“When you're taught to love everyone, to love your enemies, then what value does that place on love?”—Marilyn Manson
I’m no Marilyn Manson fan. Though I do think he is both intelligent and articulate. Here, he is making a point. If we just throw love out to whoever, is it really valuable? If it’s valuable, shouldn’t we be more discriminating in who we love? I think his point makes some sense. What comes to mind is preachers who are very involved in their congregation, but neglect their families. St. Paul talks to us about that. If you can’t maintain your family, you have no business trying to run a church community. The needs of your immediate family need to be met. You can’t serve others at the expense of your family. To the responsibility of raising your children properly is a grave sin. Unfortunately, it is all too common. I think it is one of the reasons preacher’s kids have such a bad reputation, though there are other factors, of course.
My first reaction to this quote was to say that it is true if love is a limited commodity, but as I thought about it, it is limited, in a sense. By this I mean that we can only really invest in a limited amount of people because both our time and energy are limited. We have to choose wisely. However, we can love others without restriction in the broader sense of being concerned for their well being, and working to help improve it. We can give money to support charity (though this is limited by our available funds); we can volunteer at shelters; we can teach adults or children how to read; we can reconcile with those who are estranged from us; we can vote in ways that take the interests of the most people into account; we can use our time better so that we can do more to help others.

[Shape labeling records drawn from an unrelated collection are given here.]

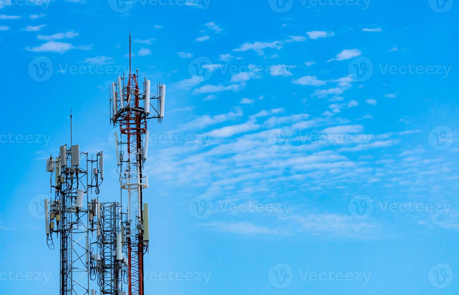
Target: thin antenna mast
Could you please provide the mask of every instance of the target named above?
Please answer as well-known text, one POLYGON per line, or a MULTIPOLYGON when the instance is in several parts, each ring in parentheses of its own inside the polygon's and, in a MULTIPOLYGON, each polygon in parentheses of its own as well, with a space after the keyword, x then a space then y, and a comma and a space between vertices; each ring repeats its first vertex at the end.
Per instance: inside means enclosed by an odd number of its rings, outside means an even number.
POLYGON ((131 30, 129 30, 129 78, 131 78, 131 30))
POLYGON ((72 145, 72 108, 70 108, 70 146, 72 145))

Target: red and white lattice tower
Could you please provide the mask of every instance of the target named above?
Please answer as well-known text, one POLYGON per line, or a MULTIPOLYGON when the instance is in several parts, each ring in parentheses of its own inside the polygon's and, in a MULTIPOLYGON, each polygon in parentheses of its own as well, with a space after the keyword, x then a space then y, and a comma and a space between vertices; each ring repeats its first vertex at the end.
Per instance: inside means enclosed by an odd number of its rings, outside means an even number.
POLYGON ((144 204, 143 194, 143 190, 148 187, 148 178, 143 171, 148 148, 147 122, 150 119, 162 122, 166 85, 158 85, 157 94, 152 95, 150 81, 145 79, 140 91, 138 70, 131 73, 130 64, 129 36, 129 76, 119 76, 117 82, 112 83, 110 112, 111 121, 114 126, 119 126, 120 132, 119 138, 115 132, 115 137, 122 203, 125 204, 123 249, 128 260, 129 295, 144 295, 143 257, 149 241, 148 207, 144 204))

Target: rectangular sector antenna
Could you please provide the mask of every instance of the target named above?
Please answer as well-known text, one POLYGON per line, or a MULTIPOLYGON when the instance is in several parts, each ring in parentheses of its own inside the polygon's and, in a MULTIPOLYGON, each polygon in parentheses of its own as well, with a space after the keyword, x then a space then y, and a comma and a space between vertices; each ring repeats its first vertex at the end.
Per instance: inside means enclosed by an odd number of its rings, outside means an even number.
POLYGON ((72 166, 78 166, 80 165, 80 146, 78 145, 72 145, 70 147, 72 156, 72 166))
POLYGON ((104 179, 104 151, 101 151, 101 159, 99 162, 99 170, 101 173, 101 179, 104 179))
POLYGON ((118 76, 118 96, 120 102, 121 103, 121 108, 124 107, 124 101, 123 100, 123 84, 121 83, 121 76, 118 76))
POLYGON ((159 117, 164 117, 164 100, 166 99, 166 85, 161 85, 161 96, 159 99, 159 117))
POLYGON ((145 112, 150 112, 150 87, 151 82, 149 80, 146 80, 145 85, 145 112))
POLYGON ((67 151, 67 145, 62 145, 61 147, 60 152, 61 154, 59 155, 61 156, 61 167, 65 167, 67 166, 67 155, 66 154, 67 151))

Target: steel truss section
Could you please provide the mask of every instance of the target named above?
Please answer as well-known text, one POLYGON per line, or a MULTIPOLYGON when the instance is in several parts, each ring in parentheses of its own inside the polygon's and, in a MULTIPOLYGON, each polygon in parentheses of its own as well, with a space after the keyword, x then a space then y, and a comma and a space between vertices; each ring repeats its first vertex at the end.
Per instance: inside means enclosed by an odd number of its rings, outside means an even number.
POLYGON ((88 216, 86 209, 77 207, 78 191, 84 192, 88 203, 88 154, 80 153, 85 169, 72 166, 72 148, 66 151, 67 165, 61 167, 64 181, 56 188, 56 200, 62 205, 61 227, 61 295, 89 294, 88 216))
POLYGON ((127 267, 122 249, 121 205, 112 202, 101 203, 100 206, 97 244, 101 260, 98 266, 98 284, 101 294, 118 295, 123 290, 123 274, 127 267))

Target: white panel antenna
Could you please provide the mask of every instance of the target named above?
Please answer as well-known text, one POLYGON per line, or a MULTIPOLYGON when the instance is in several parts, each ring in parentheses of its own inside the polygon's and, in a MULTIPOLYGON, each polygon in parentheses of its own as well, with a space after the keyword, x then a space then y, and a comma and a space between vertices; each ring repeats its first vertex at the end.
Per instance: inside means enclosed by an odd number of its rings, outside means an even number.
POLYGON ((104 179, 104 151, 101 151, 101 159, 99 162, 99 169, 101 173, 101 179, 104 179))
POLYGON ((121 83, 121 76, 118 76, 118 95, 119 96, 119 101, 121 103, 121 108, 124 107, 124 101, 123 99, 123 84, 121 83))
POLYGON ((164 101, 166 100, 166 85, 161 85, 161 96, 159 99, 159 117, 164 117, 164 101))
POLYGON ((83 196, 84 195, 84 191, 78 189, 77 191, 77 207, 83 207, 83 196))
POLYGON ((67 145, 62 145, 61 147, 61 154, 59 155, 61 156, 61 167, 65 167, 67 166, 67 145))
POLYGON ((112 92, 113 96, 113 115, 116 114, 118 111, 118 101, 116 98, 116 88, 115 87, 115 83, 114 82, 112 83, 112 92))
POLYGON ((78 166, 80 165, 80 146, 78 145, 70 147, 72 156, 72 166, 78 166))
POLYGON ((121 233, 116 234, 116 260, 123 260, 123 246, 121 245, 121 233))
POLYGON ((47 172, 53 172, 54 171, 54 163, 53 162, 52 157, 46 159, 46 171, 47 172))
POLYGON ((45 226, 46 228, 46 235, 50 234, 50 213, 48 211, 48 199, 45 199, 45 226))
POLYGON ((118 133, 115 131, 115 145, 116 146, 116 161, 119 166, 119 153, 118 152, 118 133))
POLYGON ((150 240, 150 226, 148 224, 148 204, 144 204, 144 239, 150 240))
POLYGON ((146 80, 146 85, 145 86, 145 112, 150 112, 150 87, 151 82, 149 80, 146 80))
POLYGON ((146 160, 148 154, 148 141, 150 139, 150 130, 145 132, 145 144, 144 145, 144 159, 146 160))

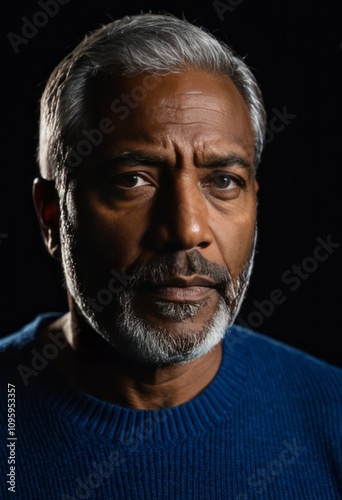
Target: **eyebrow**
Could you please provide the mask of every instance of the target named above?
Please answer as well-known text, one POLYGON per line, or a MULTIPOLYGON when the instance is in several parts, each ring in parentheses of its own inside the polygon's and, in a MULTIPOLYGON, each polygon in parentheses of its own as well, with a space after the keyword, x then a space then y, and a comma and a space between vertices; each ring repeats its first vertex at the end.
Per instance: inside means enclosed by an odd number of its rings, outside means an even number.
MULTIPOLYGON (((170 162, 163 156, 154 153, 124 151, 115 153, 101 165, 102 169, 115 168, 117 165, 148 165, 150 167, 168 167, 170 162)), ((238 165, 249 171, 252 164, 236 153, 211 154, 204 161, 195 162, 197 168, 218 168, 238 165)))

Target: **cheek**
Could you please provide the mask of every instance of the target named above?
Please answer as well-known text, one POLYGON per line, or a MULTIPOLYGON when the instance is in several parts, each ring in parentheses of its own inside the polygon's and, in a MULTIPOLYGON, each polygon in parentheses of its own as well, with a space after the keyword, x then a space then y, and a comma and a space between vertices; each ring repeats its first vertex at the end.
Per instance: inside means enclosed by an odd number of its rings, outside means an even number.
POLYGON ((253 251, 256 218, 250 213, 238 218, 226 217, 218 226, 216 241, 223 260, 236 278, 253 251))
POLYGON ((112 210, 96 196, 83 196, 78 204, 79 251, 84 266, 120 271, 131 266, 141 252, 146 214, 140 210, 112 210))

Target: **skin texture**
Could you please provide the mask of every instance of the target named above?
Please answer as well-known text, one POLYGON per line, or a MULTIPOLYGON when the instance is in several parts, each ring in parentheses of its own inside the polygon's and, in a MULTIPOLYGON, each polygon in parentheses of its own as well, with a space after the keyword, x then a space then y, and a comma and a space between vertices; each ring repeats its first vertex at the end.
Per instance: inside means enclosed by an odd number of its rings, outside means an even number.
MULTIPOLYGON (((227 76, 189 71, 159 76, 155 85, 149 77, 154 88, 137 102, 132 96, 138 95, 135 89, 144 78, 108 79, 101 93, 92 96, 93 126, 107 117, 115 130, 104 134, 82 163, 68 202, 82 248, 77 274, 88 297, 108 287, 113 269, 124 273, 156 256, 182 258, 193 250, 228 269, 236 281, 252 252, 258 186, 253 133, 239 91, 227 76), (122 108, 119 112, 119 105, 111 107, 114 99, 128 113, 122 108), (123 153, 143 160, 123 160, 123 153)), ((46 246, 60 259, 58 194, 51 183, 36 180, 33 198, 46 246)), ((218 302, 217 291, 210 287, 173 284, 159 292, 171 302, 207 298, 200 312, 186 320, 194 332, 218 302)), ((70 347, 55 361, 56 369, 82 390, 122 406, 163 408, 189 401, 217 373, 221 344, 185 364, 140 365, 101 338, 70 293, 68 297, 70 312, 43 332, 42 341, 48 330, 65 333, 70 347)), ((184 324, 158 314, 150 293, 136 294, 133 305, 149 324, 164 327, 170 335, 184 330, 184 324)), ((110 304, 103 309, 102 321, 108 326, 113 310, 110 304)))

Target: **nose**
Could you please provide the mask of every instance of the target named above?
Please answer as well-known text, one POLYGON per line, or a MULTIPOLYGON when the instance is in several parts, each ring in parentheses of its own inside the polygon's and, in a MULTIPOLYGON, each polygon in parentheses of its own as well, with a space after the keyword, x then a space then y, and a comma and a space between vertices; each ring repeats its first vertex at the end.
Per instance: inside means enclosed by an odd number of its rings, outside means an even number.
POLYGON ((208 204, 196 176, 178 172, 160 189, 152 210, 152 238, 158 250, 204 249, 210 245, 208 204))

To teach children, or adults for that matter, to love everyone places the highest value on love. Love is not like money. If there is more of it, there is no inflation which causes it to have less value.
Love is so important because others are important, despite their stupidity, arrogance, and brokenness. Loving others is less concerned with love as an abstract thing, and more concerned with others as God’s children, and our brothers and sisters. We love because others are worth loving, despite themselves, despite ourselves.
The problem with the church and society is not that we are too free in our love, but that we are not free enough. How many people do you know that have broken past the insider/outsider binary? We tend to love those like us, and hate those who are different. Christians have not really been an exception to this, though Jesus called us to be. As he told his disciples, we must be better than the pagans, and love those who do not love us. Only when we do this will we be like God.
Such love is not a smug liberal self-serving love that assuages our guilt while remaining ultimately apathetic, nor is it a conservative love that is judgmental, loving in name only while secretly hateful. It works for the good of its object. As Christians, we must always work for the good of all creation, not just our own good. We must put aside hate, and look past difference. We must see with God’s eyes. We must be willing to put aside our negative feelings and selfish interests, and live compassionately. Every person is a son or daughter of some one. Every person is loved, if by no one else, then at least by God. And every person is broken and in need of kindness. We must be ready and willing to give them kindness, even when it hurts. We must not limit love.